というわけで今週分です。短くて申し訳ありません。

 将成と一存(かずまさ)、雪風が森の中を駆ける。街道に立てられた立札からランクネンまであと少しということも理解している。ようやく自分の従騎士に会えるということ以外にも、彼は周囲への警戒を怠っていなかった。先刻一人を助けた際、二人を襲っていたのは王国と国境を接する帝国軍の服装だった。しかも通常の兵士ではなくよく訓練された特殊な作戦に従事するための部隊だと考えていい。国境線を越えて友好的でないアステル皇国に彼らが侵入している理由は自ずと限られてくる。

 おそらく帝国はこの動乱に乗じてランクネンを制圧。アステル皇国へと侵攻するための拠点にするつもりなのだろう。そうなれば必然的に街の近くで合図を待つ部隊もいるはずだ。即座に反応し、行動できるような場所に隠れ潜んでいる可能性のある場所を通るために襲撃されない可能性はゼロではない。

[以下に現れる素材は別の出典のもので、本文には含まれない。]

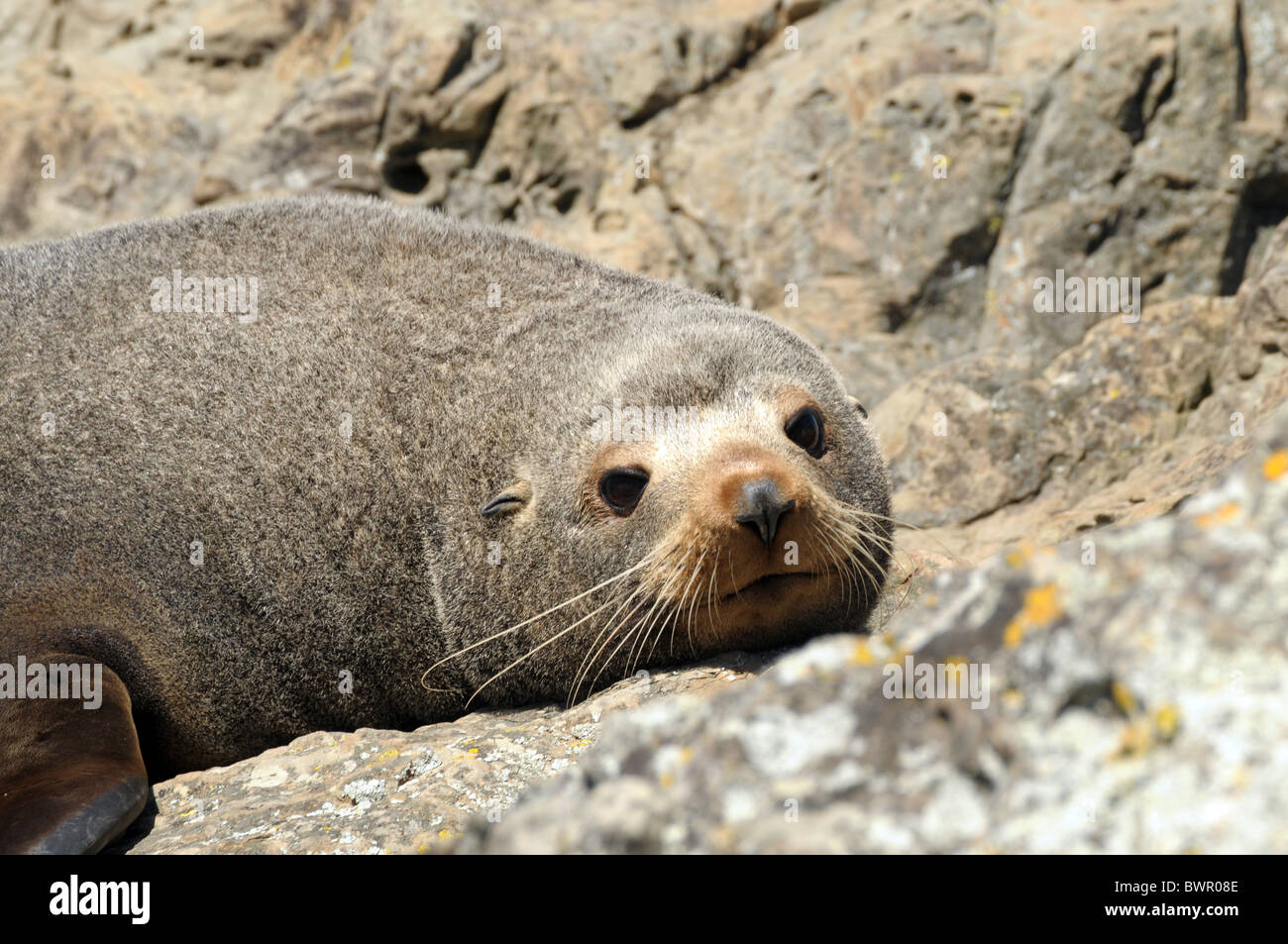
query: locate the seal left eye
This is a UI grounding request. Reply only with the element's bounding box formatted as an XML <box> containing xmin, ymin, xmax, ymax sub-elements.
<box><xmin>783</xmin><ymin>407</ymin><xmax>823</xmax><ymax>459</ymax></box>
<box><xmin>599</xmin><ymin>469</ymin><xmax>648</xmax><ymax>515</ymax></box>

(ま、気付かれないために敢えて見逃す……ってこともあるんだけどな)


 どの本で読んだのかは忘れたが、そんなことを頭の片隅から引きずり出しながらそんなことを考える。そして森が開け、山の中腹から煌々と輝くランクネンの街が目に飛び込んできた。これが平時なら美しい夜景なのだろうが、生憎今は、市街地のあちこちで炎と黒煙が夜空へ立ち昇り、遠雷のような爆音なども聞こえている。あの街のどこかに、自分の従騎士はいるのだ。そう思うと将成は自分の武器に手をかけた。

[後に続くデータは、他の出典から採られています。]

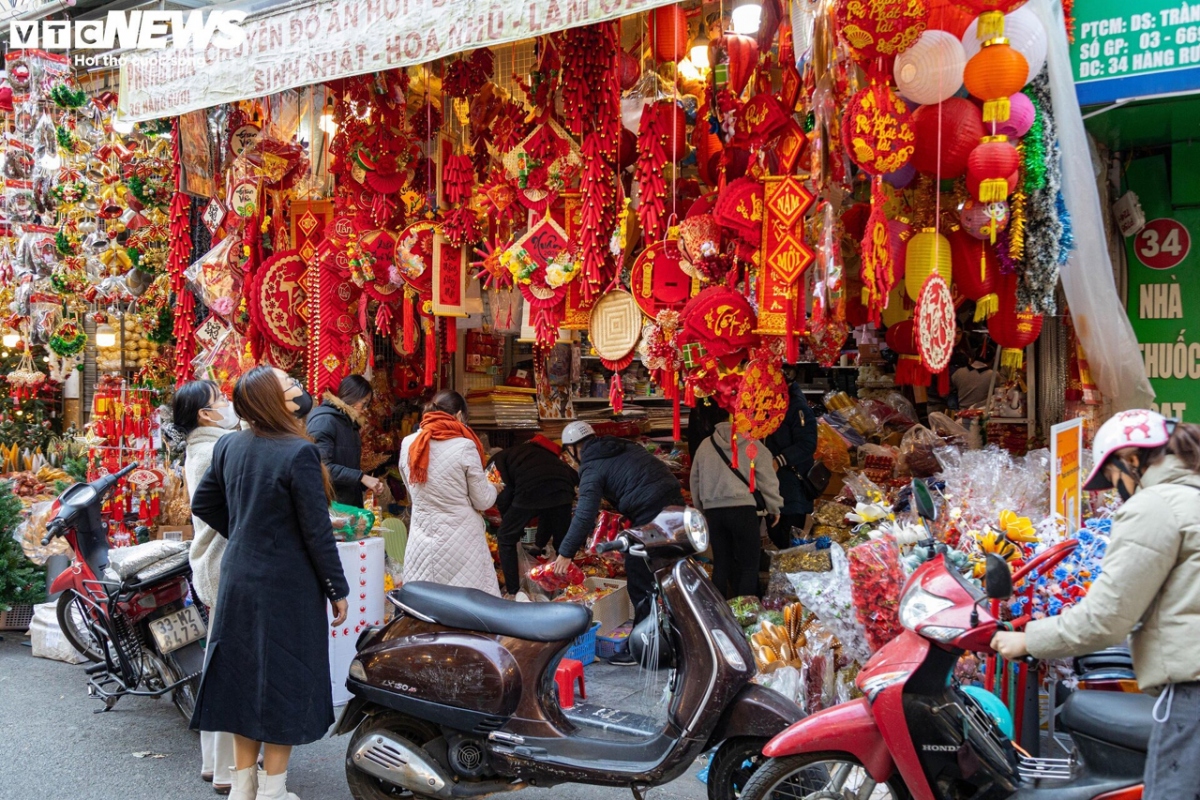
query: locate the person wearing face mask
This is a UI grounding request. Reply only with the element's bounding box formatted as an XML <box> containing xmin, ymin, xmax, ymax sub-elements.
<box><xmin>991</xmin><ymin>409</ymin><xmax>1200</xmax><ymax>800</ymax></box>
<box><xmin>400</xmin><ymin>390</ymin><xmax>500</xmax><ymax>596</ymax></box>
<box><xmin>164</xmin><ymin>380</ymin><xmax>241</xmax><ymax>794</ymax></box>
<box><xmin>305</xmin><ymin>375</ymin><xmax>383</xmax><ymax>509</ymax></box>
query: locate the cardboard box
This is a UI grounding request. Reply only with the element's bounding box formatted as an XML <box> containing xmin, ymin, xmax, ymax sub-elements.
<box><xmin>154</xmin><ymin>525</ymin><xmax>196</xmax><ymax>542</ymax></box>
<box><xmin>583</xmin><ymin>578</ymin><xmax>634</xmax><ymax>636</ymax></box>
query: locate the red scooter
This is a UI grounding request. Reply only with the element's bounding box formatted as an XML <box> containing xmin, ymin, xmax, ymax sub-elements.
<box><xmin>42</xmin><ymin>464</ymin><xmax>208</xmax><ymax>720</ymax></box>
<box><xmin>740</xmin><ymin>484</ymin><xmax>1153</xmax><ymax>800</ymax></box>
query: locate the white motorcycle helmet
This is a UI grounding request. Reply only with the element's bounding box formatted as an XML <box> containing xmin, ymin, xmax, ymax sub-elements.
<box><xmin>1084</xmin><ymin>408</ymin><xmax>1174</xmax><ymax>492</ymax></box>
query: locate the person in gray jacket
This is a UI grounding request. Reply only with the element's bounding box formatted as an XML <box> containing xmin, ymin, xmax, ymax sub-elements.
<box><xmin>992</xmin><ymin>409</ymin><xmax>1200</xmax><ymax>800</ymax></box>
<box><xmin>691</xmin><ymin>419</ymin><xmax>784</xmax><ymax>597</ymax></box>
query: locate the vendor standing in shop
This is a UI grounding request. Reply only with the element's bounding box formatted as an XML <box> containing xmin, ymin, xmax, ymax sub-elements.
<box><xmin>491</xmin><ymin>433</ymin><xmax>580</xmax><ymax>595</ymax></box>
<box><xmin>554</xmin><ymin>422</ymin><xmax>684</xmax><ymax>667</ymax></box>
<box><xmin>306</xmin><ymin>375</ymin><xmax>383</xmax><ymax>509</ymax></box>
<box><xmin>764</xmin><ymin>367</ymin><xmax>817</xmax><ymax>551</ymax></box>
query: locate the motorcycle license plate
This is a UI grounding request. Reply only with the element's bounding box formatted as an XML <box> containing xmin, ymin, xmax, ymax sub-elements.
<box><xmin>150</xmin><ymin>606</ymin><xmax>208</xmax><ymax>655</ymax></box>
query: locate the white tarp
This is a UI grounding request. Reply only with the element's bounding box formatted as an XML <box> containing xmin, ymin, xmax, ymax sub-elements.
<box><xmin>1028</xmin><ymin>0</ymin><xmax>1154</xmax><ymax>411</ymax></box>
<box><xmin>120</xmin><ymin>0</ymin><xmax>674</xmax><ymax>121</ymax></box>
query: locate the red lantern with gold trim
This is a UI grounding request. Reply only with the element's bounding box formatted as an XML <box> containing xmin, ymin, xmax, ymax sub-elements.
<box><xmin>948</xmin><ymin>229</ymin><xmax>1000</xmax><ymax>323</ymax></box>
<box><xmin>988</xmin><ymin>275</ymin><xmax>1042</xmax><ymax>368</ymax></box>
<box><xmin>912</xmin><ymin>97</ymin><xmax>988</xmax><ymax>179</ymax></box>
<box><xmin>650</xmin><ymin>5</ymin><xmax>688</xmax><ymax>61</ymax></box>
<box><xmin>962</xmin><ymin>36</ymin><xmax>1030</xmax><ymax>122</ymax></box>
<box><xmin>967</xmin><ymin>136</ymin><xmax>1021</xmax><ymax>203</ymax></box>
<box><xmin>841</xmin><ymin>83</ymin><xmax>917</xmax><ymax>175</ymax></box>
<box><xmin>836</xmin><ymin>0</ymin><xmax>929</xmax><ymax>61</ymax></box>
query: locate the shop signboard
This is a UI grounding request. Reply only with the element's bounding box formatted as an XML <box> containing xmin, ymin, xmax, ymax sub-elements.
<box><xmin>1070</xmin><ymin>0</ymin><xmax>1200</xmax><ymax>106</ymax></box>
<box><xmin>1126</xmin><ymin>156</ymin><xmax>1200</xmax><ymax>422</ymax></box>
<box><xmin>120</xmin><ymin>0</ymin><xmax>691</xmax><ymax>122</ymax></box>
<box><xmin>1050</xmin><ymin>419</ymin><xmax>1084</xmax><ymax>536</ymax></box>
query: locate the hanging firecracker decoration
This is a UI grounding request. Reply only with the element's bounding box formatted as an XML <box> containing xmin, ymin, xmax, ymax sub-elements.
<box><xmin>913</xmin><ymin>272</ymin><xmax>958</xmax><ymax>395</ymax></box>
<box><xmin>967</xmin><ymin>134</ymin><xmax>1021</xmax><ymax>203</ymax></box>
<box><xmin>962</xmin><ymin>36</ymin><xmax>1030</xmax><ymax>122</ymax></box>
<box><xmin>949</xmin><ymin>230</ymin><xmax>1000</xmax><ymax>323</ymax></box>
<box><xmin>988</xmin><ymin>275</ymin><xmax>1042</xmax><ymax>369</ymax></box>
<box><xmin>650</xmin><ymin>5</ymin><xmax>690</xmax><ymax>61</ymax></box>
<box><xmin>912</xmin><ymin>97</ymin><xmax>988</xmax><ymax>180</ymax></box>
<box><xmin>836</xmin><ymin>0</ymin><xmax>929</xmax><ymax>61</ymax></box>
<box><xmin>842</xmin><ymin>83</ymin><xmax>916</xmax><ymax>175</ymax></box>
<box><xmin>904</xmin><ymin>228</ymin><xmax>953</xmax><ymax>302</ymax></box>
<box><xmin>859</xmin><ymin>178</ymin><xmax>896</xmax><ymax>325</ymax></box>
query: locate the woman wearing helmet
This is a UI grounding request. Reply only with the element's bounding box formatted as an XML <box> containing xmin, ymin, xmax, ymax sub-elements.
<box><xmin>992</xmin><ymin>409</ymin><xmax>1200</xmax><ymax>800</ymax></box>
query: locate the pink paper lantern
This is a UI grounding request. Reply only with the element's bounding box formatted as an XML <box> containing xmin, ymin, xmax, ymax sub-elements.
<box><xmin>996</xmin><ymin>91</ymin><xmax>1037</xmax><ymax>139</ymax></box>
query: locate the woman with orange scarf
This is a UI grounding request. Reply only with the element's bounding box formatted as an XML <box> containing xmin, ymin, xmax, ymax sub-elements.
<box><xmin>400</xmin><ymin>390</ymin><xmax>500</xmax><ymax>596</ymax></box>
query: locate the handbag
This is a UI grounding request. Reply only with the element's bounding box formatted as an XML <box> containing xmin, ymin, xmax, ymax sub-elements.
<box><xmin>800</xmin><ymin>461</ymin><xmax>833</xmax><ymax>500</ymax></box>
<box><xmin>708</xmin><ymin>437</ymin><xmax>767</xmax><ymax>517</ymax></box>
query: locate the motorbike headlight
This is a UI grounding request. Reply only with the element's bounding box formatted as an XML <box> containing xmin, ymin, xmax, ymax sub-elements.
<box><xmin>683</xmin><ymin>507</ymin><xmax>708</xmax><ymax>553</ymax></box>
<box><xmin>900</xmin><ymin>587</ymin><xmax>954</xmax><ymax>632</ymax></box>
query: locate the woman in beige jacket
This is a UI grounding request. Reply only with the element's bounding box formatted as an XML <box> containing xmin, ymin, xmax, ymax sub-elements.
<box><xmin>992</xmin><ymin>410</ymin><xmax>1200</xmax><ymax>800</ymax></box>
<box><xmin>167</xmin><ymin>380</ymin><xmax>239</xmax><ymax>794</ymax></box>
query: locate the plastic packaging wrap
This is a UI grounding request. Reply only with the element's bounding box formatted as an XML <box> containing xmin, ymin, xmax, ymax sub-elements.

 こちらを見ている視線を感じる。上手く隠しているようだが、レベル上限に達している冒険者が相手なのは彼らも想定していなかったのだろう。どうも見逃してくれるつもりはないらしい。一存も彼らの存在に気付いているらしく目配せと同時に通信を飛ばしてきた。


『将成、どうする?』


『迎え撃つ。お前の従騎士にも攻撃の準備を』


 短く通信を終えると将成はベルトに吊っていたホルスターからあるものを抜く。相手は距離をとりつついつでもこちらを殺せるような距離まで近付きつつあった。将成と一存は差も気付かれていないようなふりをしながらその時を待つ。そして、今にも彼らが襲い掛かろうとしたところで将成が振り返り、ホルスターに仕舞っていた武器を抜くと背後に広がる茂みに撃ち込んだ。こうして表面上では静けさを保っていた森の中での戦闘が幕を開けることになる。ポンッ、という間抜けな発射音だったが着弾と同時に弾丸が爆発し、接近していた兵士数人が死亡、もしくは動けなくなっていた。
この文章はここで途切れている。